Странно, но брёвна мы таскали как обычно, даже не так устали, когда с нами были два брата, вероятно, они больше косили, чем работали… а хрен с ними!
Народ занимается забором, смотрю с гордостью на людей, с каким воодушевлением работают, слышится ругань, но и шутки и смех — здорово, всё налаживается.
— Никита Васильевич, — я слышу робкий женский голос, оборачиваюсь, встречаюсь с требовательным взглядом полногрудой девицы, — я Ксения, — она замолкает, опускает взгляд.
— Ксения, Ксюха? — переспрашиваю я и у меня защемило под сердцем.
— Конечно, я была стервой, дрянью… я и без этой злосчастной сковородки его люблю… вот сейчас это поняла… как была не права. Вы извините меня и его, Никита Васильевич, накажите лучше меня, а его отпустите. А где он?
Меня словно пронзило током, отвожу глаза, она неожиданно хватает меня за грудки: — Что вы с ним сделали?!
— Несчастный случай, — с трудом произношу я, — он погиб, но не как вор, как нормальный честный гражданин.
Она отшатывается, в ужасе смотрит на меня и начинает выть, тонко по-бабьи, и от этого становится жутко.

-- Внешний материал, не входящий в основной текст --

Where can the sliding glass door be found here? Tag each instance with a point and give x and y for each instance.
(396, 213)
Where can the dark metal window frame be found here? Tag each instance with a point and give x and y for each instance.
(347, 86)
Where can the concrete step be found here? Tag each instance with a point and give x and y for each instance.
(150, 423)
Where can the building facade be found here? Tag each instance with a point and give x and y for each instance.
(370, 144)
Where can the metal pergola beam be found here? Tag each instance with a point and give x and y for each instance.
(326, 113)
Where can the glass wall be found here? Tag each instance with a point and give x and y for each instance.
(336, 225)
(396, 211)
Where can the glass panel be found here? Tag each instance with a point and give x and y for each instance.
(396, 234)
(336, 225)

Сижу на берегу моря, ночь, луна окрашена в кровавые тени, на душе неспокойно и гадостно.
— Что такой смурной? — Аскольд присаживается, бросает в воду жменю мелких голышей и наблюдает, как они, вспыхивая, исчезают радостным фейерверком в тёмной пучине моря.
— Арктодус вновь полакомился человечиной, так больше терпеть невозможно, его надо убить.
— Что ж, проведём разведку с боем, засиделся я в лагере, — соглашается мой друг, ободряюще хлопает о плечам, — не переживай так… а той бабе будет наука, я б отстегал её по голой жо…е, чтоб впредь умнее была.
— Ей и так досталось, — я зачёрпываю гальку, швыряю в воду и наблюдаю, как в глубине расцветают огненные пятна.
Вылазку назначили произвести на рассвете, князь Анатолий Борисович, выделяет уже известных мне сибиряков, вооружённых тяжёлыми копьями. Утром, когда ночных сверчков сменили трескучие кузнечики, мы выходим из города и, по свежей росе, бредём по тропе, навстречу приключениям на свою… голову. Тетиву на мощный лук нацепил заранее, Семён волочёт дубину, украшенную осколками обсидиана, Аскольд, блочный лук, по силе не уступающий моему, но более лёгкому в обращении.